The plot revolves mainly around Dixon's growing attraction to Christine Callaghan, a beautiful girl who is nominally Professor Welch's son Bertrand's girlfriend -- but Bertrand is also fooling around with a married woman, and he's a crummy artist to boot. Also, Dixon is working on a lecture about Merrie Olde Englande, which he hopes will impress Professor Welch enough that he can keep his job, but every sentence of which he hates. The resolution is predictable, if rather convenient for Dixon (involving a rich uncle of Christine's), but it satisfies. The book itself is really very funny: such set-pieces as Dixon's hangover-ridden lecture, and his disastrous drunken night at the Welch's, remain screams after multiple rereadings.
I should say that some things bother me a bit. Some of Dixon's stunts (such as stealing a colleague's insurance policies and burning them) seem, well, felonious. And of course Margaret Peel really is someone he's better off breaking up with, but the way Christine is presented as naturally good because she is beautiful does seem rather sexist. Still, all this can be laid to accurate description of a certain character -- and if we root for Jim (as we more or less naturally do), it should be with some uneasiness.
All this said, Lucky Jim is deservedly a classic of 20th Century fiction, and an enormously entertaining book. This edition includes an introduction by David Lodge, who is both an first rate writer of comic novels in the same mode as Lucky Jim, and a first rate critic as well.
Still Funny After All These Years August 22, 2005 11 out of 11 found this review helpful
Though the sexual mores of Kingsley Amis's 1950's feels decidely quaint,Lucky Jim does not seem dated. The book is a riotous comedy that is satire at its greatest. Evelyn Waugh's reputation soars above that of Kinglsey Amis, but in most of Waugh's satires, like most satire in general, we care little about the characters. We care about Jim Dixon--Amis's greatest creation. Amis never wrote a better book than this, his first; he grew increasingly bitter and, while the later books are often more complex, none bring the pure satisfaction of this perfect gem.
A Laugh a Page! February 24, 2004 4 out of 5 found this review helpful
A pleasant and refreshing read. Sir Kingsley's mastery over the English language combined with a hilarious 'common man' story makes LUCKY JIM undoubtedly one of the greatest novels of the twentieth century.
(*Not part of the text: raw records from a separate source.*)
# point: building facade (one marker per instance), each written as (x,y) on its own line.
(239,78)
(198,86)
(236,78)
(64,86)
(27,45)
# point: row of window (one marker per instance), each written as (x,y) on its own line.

Follow the misadventures of Jim Dixon, the novice college professor who can't seem to find happiness or luck anywhere, until his life turns around for the better, ironically because of his own irreverance and ineptitude at the climax of this outrageously funny novel. Certainly the funniest book on my shelf-- concise, witty and timeless.
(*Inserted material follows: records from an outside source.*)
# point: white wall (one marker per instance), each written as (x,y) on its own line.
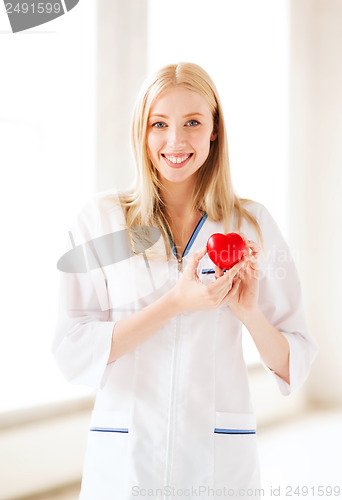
(316,180)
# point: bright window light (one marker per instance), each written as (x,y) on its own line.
(47,153)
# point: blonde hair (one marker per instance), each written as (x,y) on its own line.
(213,190)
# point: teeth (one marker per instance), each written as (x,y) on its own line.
(178,159)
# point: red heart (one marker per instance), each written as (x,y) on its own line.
(225,250)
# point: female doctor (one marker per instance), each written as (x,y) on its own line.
(159,339)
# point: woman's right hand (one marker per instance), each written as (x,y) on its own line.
(190,294)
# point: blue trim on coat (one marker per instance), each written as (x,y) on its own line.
(109,429)
(234,431)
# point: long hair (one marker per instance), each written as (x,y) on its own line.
(213,190)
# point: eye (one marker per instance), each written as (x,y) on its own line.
(159,125)
(192,123)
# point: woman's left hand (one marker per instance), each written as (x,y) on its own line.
(245,300)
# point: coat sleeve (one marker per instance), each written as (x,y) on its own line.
(83,333)
(280,299)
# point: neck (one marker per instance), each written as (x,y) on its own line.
(177,197)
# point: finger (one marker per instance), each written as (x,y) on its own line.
(236,268)
(218,272)
(254,247)
(232,291)
(191,268)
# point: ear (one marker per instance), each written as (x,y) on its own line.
(214,133)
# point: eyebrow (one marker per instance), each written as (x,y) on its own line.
(184,116)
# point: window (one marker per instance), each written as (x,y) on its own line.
(47,153)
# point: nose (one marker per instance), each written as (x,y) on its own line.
(176,137)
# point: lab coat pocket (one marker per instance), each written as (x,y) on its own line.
(106,455)
(236,460)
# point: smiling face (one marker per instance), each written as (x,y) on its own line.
(179,130)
One of the Funniest Books Ever January 8, 2004 4 out of 5 found this review helpful
This book is a hilarious balm for a quarter life crisis and should be required reading for anyone who is in Generation X. Set in the 1950's, Jim proves that today's young professionals are not the first to be "slackers". Newly graduated, Jim feels lost, does not like his job, dislikes his boss (and the boss's family), and enjoys making fun of pseudo-intellectuals with his razor sharp intellectual sense of humor. During this turmoil Jim finds himself hopelessly falling in love with a woman who is "off limits" and he is forced to make some serious choices. This book is truely a classic and one will fall in and out of love with this witty anti-hero with every passing page.